Sure, I pretty well know the scenario for Casey. There is always a tag on Casey that insures that he will be taken care of. Such tags are placed on a person by the One who has the right to place them, and they must be obeyed. It's a little like the Mark of Cain which says “You must not kill this man.” There is a mark on Casey that says “This man will always require easy sums of money. See to it that he has as much as he requires.” There is a mark on Casey that says “This man must not be unduly embarrassed or harassed. See to it that he is not.” There is a sign on him that says “This man has a peculiar need to feel important. See that he does feel so.” There is a symbol on him that says “This man has a love of farce, and a fear that his farces should fail. See to it that they do not fail.” But Casey's whole soul-trading gag is a dangerous farce. I'm to see that it does not fail? What side am I on anyhow?

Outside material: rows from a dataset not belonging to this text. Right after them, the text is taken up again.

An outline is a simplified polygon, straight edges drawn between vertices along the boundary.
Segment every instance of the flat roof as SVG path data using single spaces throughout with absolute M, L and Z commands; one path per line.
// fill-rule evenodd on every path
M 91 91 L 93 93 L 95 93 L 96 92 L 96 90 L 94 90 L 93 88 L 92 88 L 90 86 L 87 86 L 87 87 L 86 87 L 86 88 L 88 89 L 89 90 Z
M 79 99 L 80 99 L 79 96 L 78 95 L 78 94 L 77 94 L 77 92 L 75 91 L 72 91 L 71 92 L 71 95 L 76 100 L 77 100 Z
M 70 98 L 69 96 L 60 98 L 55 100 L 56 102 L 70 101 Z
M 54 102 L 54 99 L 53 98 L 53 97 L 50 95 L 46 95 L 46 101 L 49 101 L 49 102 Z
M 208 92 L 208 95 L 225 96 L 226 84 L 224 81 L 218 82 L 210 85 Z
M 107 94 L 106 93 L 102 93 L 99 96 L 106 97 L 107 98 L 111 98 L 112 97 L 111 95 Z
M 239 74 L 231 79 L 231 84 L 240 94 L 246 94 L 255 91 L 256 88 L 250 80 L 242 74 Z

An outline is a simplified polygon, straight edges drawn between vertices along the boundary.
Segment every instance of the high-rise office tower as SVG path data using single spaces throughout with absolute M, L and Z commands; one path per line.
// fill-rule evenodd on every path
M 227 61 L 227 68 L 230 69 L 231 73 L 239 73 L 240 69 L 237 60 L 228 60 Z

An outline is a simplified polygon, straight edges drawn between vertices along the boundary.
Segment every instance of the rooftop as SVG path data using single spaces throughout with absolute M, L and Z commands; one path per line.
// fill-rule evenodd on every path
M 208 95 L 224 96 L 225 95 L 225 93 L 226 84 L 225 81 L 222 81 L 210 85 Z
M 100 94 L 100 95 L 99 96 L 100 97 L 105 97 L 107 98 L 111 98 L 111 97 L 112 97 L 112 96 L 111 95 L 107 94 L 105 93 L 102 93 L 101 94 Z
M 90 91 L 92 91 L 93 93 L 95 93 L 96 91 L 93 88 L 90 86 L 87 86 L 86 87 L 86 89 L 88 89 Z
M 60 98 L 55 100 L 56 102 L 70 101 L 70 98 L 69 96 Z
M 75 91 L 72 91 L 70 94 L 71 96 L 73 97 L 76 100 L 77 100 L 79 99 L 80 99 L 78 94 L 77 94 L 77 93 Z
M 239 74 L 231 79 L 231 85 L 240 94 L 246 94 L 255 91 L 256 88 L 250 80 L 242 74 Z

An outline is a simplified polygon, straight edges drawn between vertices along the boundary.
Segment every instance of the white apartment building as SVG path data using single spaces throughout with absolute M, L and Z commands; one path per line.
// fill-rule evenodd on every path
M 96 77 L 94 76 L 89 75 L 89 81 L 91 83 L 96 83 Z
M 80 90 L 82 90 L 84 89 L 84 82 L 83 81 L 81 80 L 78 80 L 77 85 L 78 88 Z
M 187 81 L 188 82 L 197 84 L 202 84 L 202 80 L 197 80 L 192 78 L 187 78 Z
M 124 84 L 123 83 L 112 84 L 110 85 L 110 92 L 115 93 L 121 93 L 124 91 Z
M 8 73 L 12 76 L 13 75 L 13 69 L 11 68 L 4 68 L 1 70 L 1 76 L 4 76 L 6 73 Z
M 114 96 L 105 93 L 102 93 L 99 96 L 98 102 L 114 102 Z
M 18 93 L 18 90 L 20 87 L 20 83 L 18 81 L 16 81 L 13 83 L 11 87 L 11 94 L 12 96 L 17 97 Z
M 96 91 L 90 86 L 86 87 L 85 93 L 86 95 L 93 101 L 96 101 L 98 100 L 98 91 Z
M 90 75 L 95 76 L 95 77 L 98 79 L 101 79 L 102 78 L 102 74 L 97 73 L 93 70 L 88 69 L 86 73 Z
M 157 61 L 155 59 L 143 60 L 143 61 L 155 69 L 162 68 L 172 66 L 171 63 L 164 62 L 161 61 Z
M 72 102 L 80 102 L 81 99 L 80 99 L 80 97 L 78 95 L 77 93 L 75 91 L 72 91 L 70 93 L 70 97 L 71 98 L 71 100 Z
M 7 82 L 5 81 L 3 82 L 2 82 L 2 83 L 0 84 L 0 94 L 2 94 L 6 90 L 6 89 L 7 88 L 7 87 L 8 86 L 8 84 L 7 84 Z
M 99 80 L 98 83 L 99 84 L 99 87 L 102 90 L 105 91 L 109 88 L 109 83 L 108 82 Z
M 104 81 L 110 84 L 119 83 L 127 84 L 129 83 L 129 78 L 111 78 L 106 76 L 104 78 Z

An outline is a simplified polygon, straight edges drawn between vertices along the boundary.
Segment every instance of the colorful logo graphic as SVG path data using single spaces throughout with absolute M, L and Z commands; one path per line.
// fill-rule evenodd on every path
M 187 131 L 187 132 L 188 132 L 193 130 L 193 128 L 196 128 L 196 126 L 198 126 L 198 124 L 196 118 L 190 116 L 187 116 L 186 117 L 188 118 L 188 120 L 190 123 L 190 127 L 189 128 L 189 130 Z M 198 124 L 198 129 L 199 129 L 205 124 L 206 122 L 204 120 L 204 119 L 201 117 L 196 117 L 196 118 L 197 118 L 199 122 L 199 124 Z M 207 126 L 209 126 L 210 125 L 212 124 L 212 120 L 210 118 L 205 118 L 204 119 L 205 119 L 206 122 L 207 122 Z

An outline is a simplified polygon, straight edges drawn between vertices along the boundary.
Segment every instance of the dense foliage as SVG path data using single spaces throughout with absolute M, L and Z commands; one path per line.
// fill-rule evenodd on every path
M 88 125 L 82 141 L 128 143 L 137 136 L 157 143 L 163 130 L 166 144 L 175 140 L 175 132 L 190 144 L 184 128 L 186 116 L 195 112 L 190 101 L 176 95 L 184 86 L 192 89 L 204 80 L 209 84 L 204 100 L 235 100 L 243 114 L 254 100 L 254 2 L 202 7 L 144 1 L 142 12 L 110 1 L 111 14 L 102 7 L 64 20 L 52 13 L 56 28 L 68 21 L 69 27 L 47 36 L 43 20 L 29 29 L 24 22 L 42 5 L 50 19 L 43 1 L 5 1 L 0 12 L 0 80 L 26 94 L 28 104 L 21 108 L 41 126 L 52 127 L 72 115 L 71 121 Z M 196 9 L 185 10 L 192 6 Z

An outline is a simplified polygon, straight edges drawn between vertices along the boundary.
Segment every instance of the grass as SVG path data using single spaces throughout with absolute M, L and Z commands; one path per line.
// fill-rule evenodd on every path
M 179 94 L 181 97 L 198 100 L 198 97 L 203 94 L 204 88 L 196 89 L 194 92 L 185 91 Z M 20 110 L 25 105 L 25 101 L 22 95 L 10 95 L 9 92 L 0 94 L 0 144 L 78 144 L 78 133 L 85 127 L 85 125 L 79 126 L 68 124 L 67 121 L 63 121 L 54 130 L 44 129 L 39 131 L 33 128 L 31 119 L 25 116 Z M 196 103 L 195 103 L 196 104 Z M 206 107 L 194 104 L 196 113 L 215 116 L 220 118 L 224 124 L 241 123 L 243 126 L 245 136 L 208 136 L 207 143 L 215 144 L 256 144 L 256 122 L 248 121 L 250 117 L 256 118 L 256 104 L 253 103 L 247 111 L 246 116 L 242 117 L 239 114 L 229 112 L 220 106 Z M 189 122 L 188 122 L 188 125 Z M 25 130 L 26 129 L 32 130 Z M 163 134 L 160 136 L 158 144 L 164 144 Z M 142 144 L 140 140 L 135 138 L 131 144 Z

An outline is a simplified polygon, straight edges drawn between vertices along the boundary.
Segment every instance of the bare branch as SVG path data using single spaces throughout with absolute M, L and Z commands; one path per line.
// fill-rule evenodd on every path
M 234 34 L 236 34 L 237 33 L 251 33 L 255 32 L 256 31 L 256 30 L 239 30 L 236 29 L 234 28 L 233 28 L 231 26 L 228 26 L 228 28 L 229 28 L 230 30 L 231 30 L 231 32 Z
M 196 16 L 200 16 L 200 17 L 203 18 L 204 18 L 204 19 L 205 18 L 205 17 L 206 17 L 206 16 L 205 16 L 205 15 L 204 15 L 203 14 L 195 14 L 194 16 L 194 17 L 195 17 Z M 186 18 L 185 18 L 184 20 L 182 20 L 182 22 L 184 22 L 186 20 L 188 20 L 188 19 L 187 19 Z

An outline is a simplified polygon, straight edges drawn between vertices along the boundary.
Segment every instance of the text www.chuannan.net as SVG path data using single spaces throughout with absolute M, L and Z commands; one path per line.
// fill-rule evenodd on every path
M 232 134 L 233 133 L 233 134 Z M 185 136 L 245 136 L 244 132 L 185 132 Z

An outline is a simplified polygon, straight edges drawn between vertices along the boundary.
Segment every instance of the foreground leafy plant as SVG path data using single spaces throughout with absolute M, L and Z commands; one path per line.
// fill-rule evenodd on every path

These signs are placed on Casey by God, and I'll not argue with God on such matters. I'll obey, though sometimes it gags me. There isn't more than one of us in ten thousand who sees such signs on persons (though other persons may see other signs to which we are blind). We are the only ones who would be able to do anything about such signs anyhow.
There is another sign on Casey that says “This man has to be loved. Love him.” God over my head, I have other things to do! You don't really know Casey. This could get sticky. But the sign is still there. Oh all right, I'll love him. But I wouldn't do it if it weren't for the sign saying to.
There is one other sign on Casey. Perhaps I am the only one who has read it. It says “This man is the Instrument for the Salvation and Damnation of Many.” So be it. Fortunately the sign did not say “See to it”. I wouldn't know how.
Hell was once a pleasant, though isolated place. Some portions of it still are. They are places of natural happiness with only the happiness of the Beatific Vision absent. But most parts of Hell are horrible, of pain more manifold, of suffering more extreme than anything that can be imagined on Earth. The tradition of extreme torture was built up slowly in Hell. The persons in Hell drew themselves into groups. Even the most proud and solitary individuals, finally, after a few millennia, formed themselves into small, proud and solitary groups. It was a custom for persons there to ask for whatever
pleasures or preferences they wished, and these were given to them. Then it developed that a person could ask whatever he wished for the others of his group, if he also accepted it for himself. And these groups began to arrive at rougher and rougher consensus. People, out of perversity, voted slight displeasures for their fellows, even though they had to suffer these displeasures themselves. And it grew. From the mouse of malodorous small enjoyments was born the mountain of taking pleasure in the terrible tortures of others, even if it meant the same tortures for the self. It grew and grew, it even overflowed Hell and spilled some of its stuff on Earth.
The imagination, over long stretches of timeless time, will devise tortures and pleasures in torture beyond credence. And the shriek is always “more, more, more!” There cannot be an ultimate in torture, since there is ever more extreme torture beyond.
The persons can get out of it at any time, of course. One may always withdraw from a group, and join a pleasure minded group, or none at all. But the torture groups now outnumber the pleasure groups thousands to every one. Oh sure the shrieking, horrible pain and suffering and despondency, the unending agony of it all is beyond endurance. But to withdraw from it would be to lose the ultimate lust, the pleasure in the torture of one's fellows, the joyous gloating over the screaming, even when one must scream in blinding pain oneself.
This is a little known, but true, explanation of one aspect of a well-known place.